NAC restore operation when having issue

Da ICS16 · ‎02-02-2024

Dear Community,

We are planning to create NAC - restoration operational guideline when NAC nodes have issue and cannot resolve on time.

Here are four use cases we consider to preparing guideline.

1. ISE server crash - how to prepare step by step to resolve this case and ensure no impact to operations?

2. Network device configuration - how to bypass on switch level and how to backup / restore switch on ISE dashboard?

3. SSL / self-signed certificate compromise - how to prevent it and fix it?

4. All ISE servers completely down - how to bring it up immediately?

Remark.

- We use ISE 3.1

- Using Cisco switch Cisco c9200L

- There are three deployment nodes ( PAN, Secondary Node and pxGRID node )

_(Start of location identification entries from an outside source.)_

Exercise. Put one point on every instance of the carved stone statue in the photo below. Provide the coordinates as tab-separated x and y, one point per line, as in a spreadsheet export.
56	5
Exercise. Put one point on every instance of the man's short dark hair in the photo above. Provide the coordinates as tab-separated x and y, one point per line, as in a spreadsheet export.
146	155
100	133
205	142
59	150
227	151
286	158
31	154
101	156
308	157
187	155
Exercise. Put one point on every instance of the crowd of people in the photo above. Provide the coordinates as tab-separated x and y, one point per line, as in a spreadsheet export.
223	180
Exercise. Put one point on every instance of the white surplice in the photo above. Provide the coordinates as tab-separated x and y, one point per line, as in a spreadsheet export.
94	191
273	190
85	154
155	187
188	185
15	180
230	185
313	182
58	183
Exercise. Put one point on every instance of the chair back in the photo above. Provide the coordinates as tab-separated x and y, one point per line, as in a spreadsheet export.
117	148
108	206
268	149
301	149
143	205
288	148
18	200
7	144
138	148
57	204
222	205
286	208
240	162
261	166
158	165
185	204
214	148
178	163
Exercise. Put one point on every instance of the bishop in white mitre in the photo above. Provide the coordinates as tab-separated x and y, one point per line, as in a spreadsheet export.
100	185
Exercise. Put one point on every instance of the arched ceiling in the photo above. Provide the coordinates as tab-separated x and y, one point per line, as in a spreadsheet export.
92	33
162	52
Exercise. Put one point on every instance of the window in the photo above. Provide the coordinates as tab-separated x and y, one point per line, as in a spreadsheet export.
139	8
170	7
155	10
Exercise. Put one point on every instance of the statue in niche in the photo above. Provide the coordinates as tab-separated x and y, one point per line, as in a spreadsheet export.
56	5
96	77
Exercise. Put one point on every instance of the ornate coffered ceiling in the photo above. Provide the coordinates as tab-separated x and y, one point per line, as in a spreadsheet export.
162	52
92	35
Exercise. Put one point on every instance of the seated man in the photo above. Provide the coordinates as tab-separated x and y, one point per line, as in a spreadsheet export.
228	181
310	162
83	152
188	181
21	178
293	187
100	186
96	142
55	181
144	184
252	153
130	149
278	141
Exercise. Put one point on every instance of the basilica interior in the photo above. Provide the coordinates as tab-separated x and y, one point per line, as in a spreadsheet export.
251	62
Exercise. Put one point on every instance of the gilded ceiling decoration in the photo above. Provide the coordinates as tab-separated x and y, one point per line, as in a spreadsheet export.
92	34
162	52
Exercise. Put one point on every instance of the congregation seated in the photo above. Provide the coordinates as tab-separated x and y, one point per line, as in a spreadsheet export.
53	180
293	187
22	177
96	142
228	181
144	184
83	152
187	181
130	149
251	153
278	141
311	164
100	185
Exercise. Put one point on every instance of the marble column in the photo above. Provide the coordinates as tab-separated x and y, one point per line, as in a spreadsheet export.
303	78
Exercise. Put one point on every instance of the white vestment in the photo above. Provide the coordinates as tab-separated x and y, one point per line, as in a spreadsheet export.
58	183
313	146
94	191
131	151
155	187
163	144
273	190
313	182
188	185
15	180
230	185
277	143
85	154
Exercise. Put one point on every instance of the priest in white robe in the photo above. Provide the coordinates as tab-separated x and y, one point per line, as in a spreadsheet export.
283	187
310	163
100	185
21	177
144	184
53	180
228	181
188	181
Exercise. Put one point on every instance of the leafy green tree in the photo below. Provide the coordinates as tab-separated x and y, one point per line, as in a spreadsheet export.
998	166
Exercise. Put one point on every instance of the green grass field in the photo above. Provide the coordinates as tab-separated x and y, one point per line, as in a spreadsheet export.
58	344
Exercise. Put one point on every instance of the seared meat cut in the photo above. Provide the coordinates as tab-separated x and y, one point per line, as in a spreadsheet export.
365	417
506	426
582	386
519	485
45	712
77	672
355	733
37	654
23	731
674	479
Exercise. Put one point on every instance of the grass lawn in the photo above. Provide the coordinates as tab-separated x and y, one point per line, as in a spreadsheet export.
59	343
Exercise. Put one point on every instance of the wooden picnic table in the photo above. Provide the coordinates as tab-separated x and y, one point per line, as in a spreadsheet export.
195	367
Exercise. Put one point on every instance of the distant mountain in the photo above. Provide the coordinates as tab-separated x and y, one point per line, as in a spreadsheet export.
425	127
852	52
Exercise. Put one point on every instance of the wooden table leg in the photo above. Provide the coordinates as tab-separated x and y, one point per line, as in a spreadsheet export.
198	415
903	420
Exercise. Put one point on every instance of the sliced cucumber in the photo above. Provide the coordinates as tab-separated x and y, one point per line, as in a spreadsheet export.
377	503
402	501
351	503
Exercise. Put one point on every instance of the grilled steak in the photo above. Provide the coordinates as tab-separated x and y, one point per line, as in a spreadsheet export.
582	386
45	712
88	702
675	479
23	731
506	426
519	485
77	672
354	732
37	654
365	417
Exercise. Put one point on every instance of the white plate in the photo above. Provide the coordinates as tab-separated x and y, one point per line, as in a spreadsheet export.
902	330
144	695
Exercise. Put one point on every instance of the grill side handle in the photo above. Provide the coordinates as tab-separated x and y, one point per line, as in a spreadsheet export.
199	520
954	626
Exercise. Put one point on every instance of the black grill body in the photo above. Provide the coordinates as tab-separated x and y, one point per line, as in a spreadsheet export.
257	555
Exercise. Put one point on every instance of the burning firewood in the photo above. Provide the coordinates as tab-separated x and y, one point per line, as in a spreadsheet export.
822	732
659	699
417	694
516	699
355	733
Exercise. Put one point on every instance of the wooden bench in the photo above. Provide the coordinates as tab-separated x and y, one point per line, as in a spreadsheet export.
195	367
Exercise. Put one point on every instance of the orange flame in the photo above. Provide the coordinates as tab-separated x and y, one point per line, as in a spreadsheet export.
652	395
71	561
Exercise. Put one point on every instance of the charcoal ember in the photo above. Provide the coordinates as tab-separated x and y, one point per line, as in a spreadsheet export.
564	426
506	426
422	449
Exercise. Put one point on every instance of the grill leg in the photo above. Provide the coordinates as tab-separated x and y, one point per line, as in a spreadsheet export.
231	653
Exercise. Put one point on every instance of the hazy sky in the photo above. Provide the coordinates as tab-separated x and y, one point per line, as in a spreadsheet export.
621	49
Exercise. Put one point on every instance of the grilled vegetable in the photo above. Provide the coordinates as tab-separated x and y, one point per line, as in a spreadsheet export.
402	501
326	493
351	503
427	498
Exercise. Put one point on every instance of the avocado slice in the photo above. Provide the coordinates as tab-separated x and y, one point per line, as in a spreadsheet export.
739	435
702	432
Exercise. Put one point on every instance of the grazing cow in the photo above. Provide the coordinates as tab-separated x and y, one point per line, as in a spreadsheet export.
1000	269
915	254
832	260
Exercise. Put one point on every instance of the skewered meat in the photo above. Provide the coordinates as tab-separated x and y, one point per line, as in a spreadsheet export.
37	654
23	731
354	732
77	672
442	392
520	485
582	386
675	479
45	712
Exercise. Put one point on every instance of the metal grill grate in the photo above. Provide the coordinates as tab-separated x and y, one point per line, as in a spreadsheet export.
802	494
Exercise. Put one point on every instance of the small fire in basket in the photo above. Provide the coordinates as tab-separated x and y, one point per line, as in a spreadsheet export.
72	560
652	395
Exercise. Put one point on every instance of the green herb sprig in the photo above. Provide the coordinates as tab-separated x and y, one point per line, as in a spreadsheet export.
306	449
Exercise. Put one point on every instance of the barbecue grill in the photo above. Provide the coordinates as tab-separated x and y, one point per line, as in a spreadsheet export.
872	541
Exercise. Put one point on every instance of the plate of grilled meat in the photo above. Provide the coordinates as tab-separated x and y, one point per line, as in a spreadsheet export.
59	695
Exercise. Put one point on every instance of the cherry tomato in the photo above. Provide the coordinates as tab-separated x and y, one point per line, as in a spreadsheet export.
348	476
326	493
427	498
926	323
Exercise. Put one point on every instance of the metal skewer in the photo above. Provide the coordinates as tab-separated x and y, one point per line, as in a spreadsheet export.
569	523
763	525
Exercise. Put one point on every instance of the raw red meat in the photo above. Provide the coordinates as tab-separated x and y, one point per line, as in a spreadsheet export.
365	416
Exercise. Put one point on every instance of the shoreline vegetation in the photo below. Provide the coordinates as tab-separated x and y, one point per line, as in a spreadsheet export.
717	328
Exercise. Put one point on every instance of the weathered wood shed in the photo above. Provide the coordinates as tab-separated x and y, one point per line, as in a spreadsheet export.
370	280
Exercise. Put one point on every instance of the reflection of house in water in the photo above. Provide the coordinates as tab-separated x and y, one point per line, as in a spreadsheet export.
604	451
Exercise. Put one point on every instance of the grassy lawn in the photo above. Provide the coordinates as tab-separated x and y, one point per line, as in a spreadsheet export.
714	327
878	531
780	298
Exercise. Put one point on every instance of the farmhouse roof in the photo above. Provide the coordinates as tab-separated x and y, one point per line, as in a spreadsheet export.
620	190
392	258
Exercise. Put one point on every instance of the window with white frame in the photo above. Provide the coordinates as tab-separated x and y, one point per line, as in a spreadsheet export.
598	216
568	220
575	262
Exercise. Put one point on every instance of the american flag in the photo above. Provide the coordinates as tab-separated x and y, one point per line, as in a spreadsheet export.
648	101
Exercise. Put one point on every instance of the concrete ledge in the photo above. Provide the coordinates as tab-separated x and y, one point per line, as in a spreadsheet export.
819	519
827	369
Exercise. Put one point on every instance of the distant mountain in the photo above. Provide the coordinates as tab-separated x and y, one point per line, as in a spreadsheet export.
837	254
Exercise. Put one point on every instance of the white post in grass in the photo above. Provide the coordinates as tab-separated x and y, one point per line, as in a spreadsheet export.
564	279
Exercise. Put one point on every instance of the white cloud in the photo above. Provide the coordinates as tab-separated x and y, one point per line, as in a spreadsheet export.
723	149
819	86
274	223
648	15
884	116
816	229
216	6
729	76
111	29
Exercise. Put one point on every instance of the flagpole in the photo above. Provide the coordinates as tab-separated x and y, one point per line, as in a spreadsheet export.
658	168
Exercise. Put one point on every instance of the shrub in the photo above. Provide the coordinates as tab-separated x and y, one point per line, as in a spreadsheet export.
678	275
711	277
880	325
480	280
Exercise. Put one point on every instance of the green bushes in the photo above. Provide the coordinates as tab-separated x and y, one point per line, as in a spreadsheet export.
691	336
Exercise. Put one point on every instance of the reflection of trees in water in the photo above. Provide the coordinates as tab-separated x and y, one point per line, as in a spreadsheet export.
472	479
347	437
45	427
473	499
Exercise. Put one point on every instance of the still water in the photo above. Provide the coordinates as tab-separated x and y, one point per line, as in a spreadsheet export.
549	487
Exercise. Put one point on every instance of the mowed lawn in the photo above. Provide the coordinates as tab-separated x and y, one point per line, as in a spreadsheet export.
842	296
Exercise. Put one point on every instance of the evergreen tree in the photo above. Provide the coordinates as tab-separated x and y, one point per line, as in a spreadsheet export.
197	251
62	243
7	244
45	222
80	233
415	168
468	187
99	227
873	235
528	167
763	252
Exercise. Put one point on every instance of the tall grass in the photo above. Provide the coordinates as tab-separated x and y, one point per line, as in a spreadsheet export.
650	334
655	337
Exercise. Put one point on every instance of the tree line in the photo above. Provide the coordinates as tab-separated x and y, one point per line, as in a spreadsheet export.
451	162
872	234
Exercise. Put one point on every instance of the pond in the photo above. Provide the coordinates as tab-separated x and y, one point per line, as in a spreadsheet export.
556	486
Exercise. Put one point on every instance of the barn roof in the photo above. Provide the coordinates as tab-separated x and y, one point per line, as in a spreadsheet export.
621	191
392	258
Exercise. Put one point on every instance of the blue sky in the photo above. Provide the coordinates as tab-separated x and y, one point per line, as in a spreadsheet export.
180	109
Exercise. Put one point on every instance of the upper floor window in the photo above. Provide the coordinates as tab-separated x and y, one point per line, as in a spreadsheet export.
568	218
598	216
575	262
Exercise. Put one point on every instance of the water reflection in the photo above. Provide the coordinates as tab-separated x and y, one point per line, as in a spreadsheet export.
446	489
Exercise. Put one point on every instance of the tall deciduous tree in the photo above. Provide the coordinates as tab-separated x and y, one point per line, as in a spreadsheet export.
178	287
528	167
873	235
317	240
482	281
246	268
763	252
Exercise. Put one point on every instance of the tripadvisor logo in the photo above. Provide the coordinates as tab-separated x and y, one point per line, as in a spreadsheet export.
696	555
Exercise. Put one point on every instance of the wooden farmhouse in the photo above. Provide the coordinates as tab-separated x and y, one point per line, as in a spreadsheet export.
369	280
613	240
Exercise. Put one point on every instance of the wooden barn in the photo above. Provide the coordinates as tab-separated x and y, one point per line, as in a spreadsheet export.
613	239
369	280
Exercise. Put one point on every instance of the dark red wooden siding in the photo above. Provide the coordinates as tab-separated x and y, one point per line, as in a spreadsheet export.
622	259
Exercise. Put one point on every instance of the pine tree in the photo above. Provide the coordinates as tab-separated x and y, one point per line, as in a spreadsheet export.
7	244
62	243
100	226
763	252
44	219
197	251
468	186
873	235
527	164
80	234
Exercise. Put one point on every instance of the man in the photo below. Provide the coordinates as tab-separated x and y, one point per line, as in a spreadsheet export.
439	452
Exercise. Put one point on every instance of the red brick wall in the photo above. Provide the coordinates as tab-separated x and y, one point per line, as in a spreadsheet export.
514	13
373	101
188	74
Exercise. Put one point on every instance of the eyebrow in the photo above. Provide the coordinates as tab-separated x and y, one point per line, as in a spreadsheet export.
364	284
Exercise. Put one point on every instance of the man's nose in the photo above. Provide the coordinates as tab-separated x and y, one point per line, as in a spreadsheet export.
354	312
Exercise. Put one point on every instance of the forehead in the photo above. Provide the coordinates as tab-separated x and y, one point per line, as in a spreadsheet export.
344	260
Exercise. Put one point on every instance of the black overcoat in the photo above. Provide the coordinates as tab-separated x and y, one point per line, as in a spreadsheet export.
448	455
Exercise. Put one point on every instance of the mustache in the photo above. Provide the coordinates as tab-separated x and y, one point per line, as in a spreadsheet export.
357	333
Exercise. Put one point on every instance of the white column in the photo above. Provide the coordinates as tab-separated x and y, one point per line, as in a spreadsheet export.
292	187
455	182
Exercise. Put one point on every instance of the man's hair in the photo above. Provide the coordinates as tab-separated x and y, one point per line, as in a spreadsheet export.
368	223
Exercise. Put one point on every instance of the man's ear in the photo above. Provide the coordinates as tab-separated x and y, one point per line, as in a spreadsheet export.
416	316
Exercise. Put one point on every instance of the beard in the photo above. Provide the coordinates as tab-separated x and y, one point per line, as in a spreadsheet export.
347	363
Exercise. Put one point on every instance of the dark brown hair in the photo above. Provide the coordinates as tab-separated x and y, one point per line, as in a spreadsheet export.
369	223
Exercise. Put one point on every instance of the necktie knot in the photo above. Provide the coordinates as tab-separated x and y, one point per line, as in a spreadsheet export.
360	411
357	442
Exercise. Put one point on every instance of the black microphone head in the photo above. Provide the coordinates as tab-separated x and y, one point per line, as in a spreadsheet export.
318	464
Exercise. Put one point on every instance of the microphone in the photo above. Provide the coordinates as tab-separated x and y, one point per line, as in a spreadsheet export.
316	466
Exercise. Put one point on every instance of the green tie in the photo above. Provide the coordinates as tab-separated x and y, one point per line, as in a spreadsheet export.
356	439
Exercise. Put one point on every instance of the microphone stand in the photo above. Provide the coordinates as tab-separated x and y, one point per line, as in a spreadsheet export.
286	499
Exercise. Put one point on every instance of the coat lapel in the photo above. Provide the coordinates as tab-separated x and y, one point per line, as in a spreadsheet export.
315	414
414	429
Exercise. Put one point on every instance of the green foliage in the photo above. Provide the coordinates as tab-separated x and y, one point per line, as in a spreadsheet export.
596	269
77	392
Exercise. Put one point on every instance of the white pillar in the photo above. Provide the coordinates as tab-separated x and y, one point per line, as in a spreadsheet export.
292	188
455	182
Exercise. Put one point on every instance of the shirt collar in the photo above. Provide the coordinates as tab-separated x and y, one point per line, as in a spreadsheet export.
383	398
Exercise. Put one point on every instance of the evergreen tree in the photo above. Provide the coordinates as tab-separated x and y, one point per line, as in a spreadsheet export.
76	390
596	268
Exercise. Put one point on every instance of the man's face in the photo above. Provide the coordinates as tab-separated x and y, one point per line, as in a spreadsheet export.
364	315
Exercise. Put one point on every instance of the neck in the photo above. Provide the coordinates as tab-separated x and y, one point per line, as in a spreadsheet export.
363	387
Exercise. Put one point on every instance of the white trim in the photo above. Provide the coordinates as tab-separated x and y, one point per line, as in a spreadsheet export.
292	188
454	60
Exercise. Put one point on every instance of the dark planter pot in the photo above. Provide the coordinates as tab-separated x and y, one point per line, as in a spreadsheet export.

Highly appreciated for your supporting and advise if you could share good practice with document support your real practice experiences.

Best regards,

Ruben Cocheno · ‎02-02-2024

@Da ICS16

1. ISE server crash - how to prepare step by step to resolve this case and ensure no impact on operations? Call TAC

2. Network device configuration - how to bypass on switch level and how to backup / restore the switch on the ISE dashboard? You have to Disable NAC if you can't have it operational in time, and resolution takes more than expected.

3. SSL / self-signed certificate compromise - how to prevent it and fix it? Track your certs and keep them "secret" and managed only by certain staff

4. All ISE servers are completely down - how to bring it up immediately? You need to make sure you have enough resiliency across your infra to avoid this scenario, and there is no bulletproof Design

Tag me to follow up.
Please mark it as Helpful and/or Solution Accepted if that is the case. Thanks for making Engineering easy again.
Connect with me for more on Linkedin https://www.linkedin.com/in/rubencocheno/

Aref Alsouqi · ‎02-02-2024

You didn't mention where you will have the PSN personas and how many you will have. PSNs are essentials and crucial in your network. All the authentication, authorization, web authentication, profiling, etc are managed by the PSNs. If the PSN is residing on a separate node, and the primary or the secondary PAN, or even pxGrid should crash you won't be really affected unless you are using services that would rely on the primary PAN.

Here are my overview thoughts to your questions:

1. ISE server crash - how to prepare step by step to resolve this case and ensure no impact to operations?
It depends, but if the crashed node is a PSN, and you have another PSN that will serve the RADIUS/TACACS traffic then the impact will be minimum because in that case the network devices (NADs) would have both PSNs IP addresses configured, and if the PSN that crashed happens to be the first one in the list, then the NADs will wait a few seconds (depends on the config) before they deem that node as unreachable and switch to the second one in the list. However, if you only have a single PSN and that should go down then obv you will have a full impact in that case. However, in this case you can rely on assigning dynamically a specific VLAN to the endpoints until ISE is back up and running. It is a sort of a backup VLAN, think about it as a temporary solution that will allow end users and endpoints to connect to the internet or even the corporate VLAN, depends on the needs and criticality.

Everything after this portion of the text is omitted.